Sozialverträgliches Einkaufen

In meinem vorangegangenen Leben, bin ich sehr gerne einkaufen gegangen. Also nicht shoppen sondern einkaufen. Ich war über Neuerungen in der Süßwarenabteilung immer auf dem laufenden. Neue Supermärkte finde ich total spannend. Ich kann mich eine geraume Zeit in der internationalen Abteilung aufhalten und dort rumstöbern. Und in fremden Ländern erst Recht. SPA Märkte in Süd Afrika waren der absolute Knaller. Oder mitten im nichts eine Lagerhalle, wo du der Frau mit den Lockenwicklern deinen Zettel gegeben und hast einen Karton von Lebensmitteln zurück bekommen.

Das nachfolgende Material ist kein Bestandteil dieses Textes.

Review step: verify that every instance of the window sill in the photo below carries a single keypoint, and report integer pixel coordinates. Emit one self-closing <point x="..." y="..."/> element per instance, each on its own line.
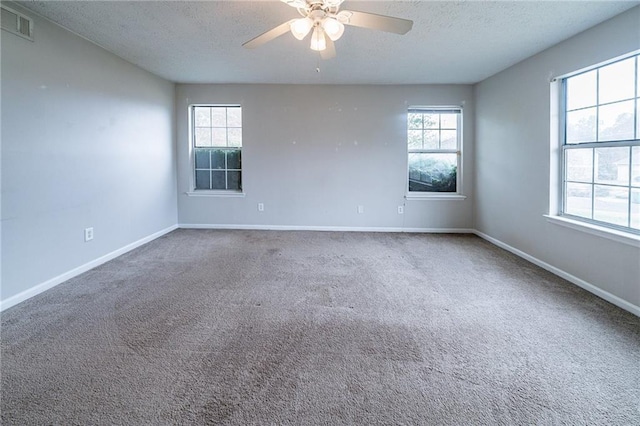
<point x="215" y="194"/>
<point x="446" y="197"/>
<point x="600" y="231"/>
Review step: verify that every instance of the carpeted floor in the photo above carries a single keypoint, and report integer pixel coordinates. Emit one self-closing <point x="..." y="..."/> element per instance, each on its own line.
<point x="318" y="328"/>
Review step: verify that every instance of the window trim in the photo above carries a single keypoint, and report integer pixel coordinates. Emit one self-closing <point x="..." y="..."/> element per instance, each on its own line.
<point x="425" y="195"/>
<point x="593" y="226"/>
<point x="193" y="192"/>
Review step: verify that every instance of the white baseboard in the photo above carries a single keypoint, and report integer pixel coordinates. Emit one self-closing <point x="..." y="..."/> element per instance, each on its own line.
<point x="627" y="306"/>
<point x="327" y="228"/>
<point x="39" y="288"/>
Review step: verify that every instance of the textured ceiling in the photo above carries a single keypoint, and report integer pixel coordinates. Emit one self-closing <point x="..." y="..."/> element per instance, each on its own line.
<point x="451" y="41"/>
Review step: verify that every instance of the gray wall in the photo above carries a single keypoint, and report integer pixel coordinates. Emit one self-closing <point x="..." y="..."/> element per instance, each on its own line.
<point x="513" y="158"/>
<point x="312" y="154"/>
<point x="87" y="140"/>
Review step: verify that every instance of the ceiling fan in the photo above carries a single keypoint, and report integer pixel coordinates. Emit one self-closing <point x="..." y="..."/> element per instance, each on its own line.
<point x="327" y="21"/>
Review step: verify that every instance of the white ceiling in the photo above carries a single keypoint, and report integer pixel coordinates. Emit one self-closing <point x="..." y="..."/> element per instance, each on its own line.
<point x="451" y="41"/>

Und heute?  16 Jahre war der Rewe auf der Dürener mein Supermarkt. Egal ob Samstagmorgens um 7:15 nach dem Nachtdienst oder um 11:00 vor dem Spätdienst.
Zuerst wurde ich ja nur langsamer aber das bekommt man ja noch irgendwie kompensiert, indem du den ein oder anderen an der Kasse vorlässt UND Memo an mich: keine Großeinkäufe mehr.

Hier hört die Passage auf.